Using quantitative sequential additions of small, but equal amounts (moles) of acid or base (10 μL of 1.00 M) to a fixed volume of the ascorbate solution (8.0 mL), it is seen that the buffer capacity of the solution is essentially due to the ascorbate present, pK_a1 ≈ 4.0 at the ionic strength of the solution, Fig. 6. The change in pH upon addition of acid or base is not constant across the pH range examined. Larger pH changes are observed at higher pH values, as expected. This implies that the buffer capacity is not constant and decreases with increasing pH.

Fig. 6.

The pH of 8.0 mL of the solution of P-AscH⁻(75 g/L) upon addition of equal (moles) aliquots of acid or base. These data indicate that the acid-base properties of the ascorbic acid/ascorbate monoanion (AscH₂/ AscH⁻) equilibrium, pK_a1 (AscH₂ = 4.0) is the actual buffer, as expected. Other components of ASCOR^® are not significant contributors to the buffer capacity of the solution prepared for IV delivery to patients.

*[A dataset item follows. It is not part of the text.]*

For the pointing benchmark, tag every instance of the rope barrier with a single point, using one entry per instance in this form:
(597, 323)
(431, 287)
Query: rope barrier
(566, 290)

Using the data of Fig. 6, the buffer capacity of this solution at various pH values was determined, Fig. 7. The buffer capacity at around pH 6 is about 20 mM/pH. As expected, this drops precipitously as the pH increases so that at around pH 7.4 the buffer capacity is <2 mM/pH. The buffer capacity of blood is around 38 mM/pH [62]. Thus, infusion of P-AscH⁻appears to present little challenge to the pH of blood.

Fig. 7.

Buffer capacity of AscH⁻solution for IV delivery. The solution contains 75 g of ascorbate (150 mL ASCOR^®) in 850 mL of Sterile Water for Injection. The arrow marks the initial pH of the solution.

This is supported by the measurement of the pH values of plasma of samples collected from subjects immediately before and immediately after infusion of P-AscH⁻, Table 2. The similarity of pH values before and after infusion, suggest that the infusion produced no significant change in blood pH due to the high buffer capacity of blood and the low buffer capacity of P-AscH⁻at physiological pH.

Table 2.

Plasma pH values after processing^a.

Patient #	pH, pre-infusion	pH, post Infusion
A-01	7.71	7.71
A-01	7.61	7.62
A-02	7.53	7.61
G-05	7.97	8.06
G-05	7.78	7.72
G-06	7.64	7.60

^aBlood samples were collected in heparin Vacutainers. RBCs were removed to provide the plasma samples.

Although the data of Table 2 indicate no, or little change in pH upon infusion of P-AscH⁻, a weak point in this conclusion is that any buffer capacity due to the heparin vacutainer system used to collect the sample is not accounted for.

4.0. Conclusions

In this study we examined the stability of ascorbate in an IV bag as typically prepared by the pharmacy of the University of Iowa Hospitals and Clinics (UIHC) for use in the clinic. We found that:

1. The initial concentration of ascorbate in the bag to be 427 mM, matching the expected concentration of 426 mM (75 g/L).

2. We estimated that the available oxygen in the bag to be:

   1. 0.33 mmol in the aqueous phase;

   2. 0.92 mmol in the air-filled headspace, assuming its volume is about 10% of the solution volume;

   3. Total O₂ available = 1.25 mmol.

3. The ratio of (ascorbate) to (total oxygen) = 330; total O₂ is 0.3% of ascorbate.

4. The rate of ascorbate loss was about 0.04% h⁻¹. Over 24 h the loss was ≈4 mM or 0.75 g/L, about 1% of the total ascorbate present.

5. The buffer capacity of the ascorbate solution varies considerably between pH 6 (26 mM/pH) and 7.4 (≈2 mM/pH). But at pH 7.4, the buffer capacity is considerably less than blood, 38 mM/pH [62]; thus, little impact on blood pH would be expected upon infusion.

From the standpoint of the stability of ascorbate, preparing the IV bag, using current UIHC protocols, 24 h ahead of need appears not to be an issue.

In this work, we also share our experience on approaches to prepare and handle aqueous solutions of ascorbate to achieve the best Rigor and Reproducibility in all experiments focused on ascorbic acid/ascorbate, be they chemical, biochemical, cell culture, studies with animals, or for human clinical trials.

Data availability

Data will be made available on request.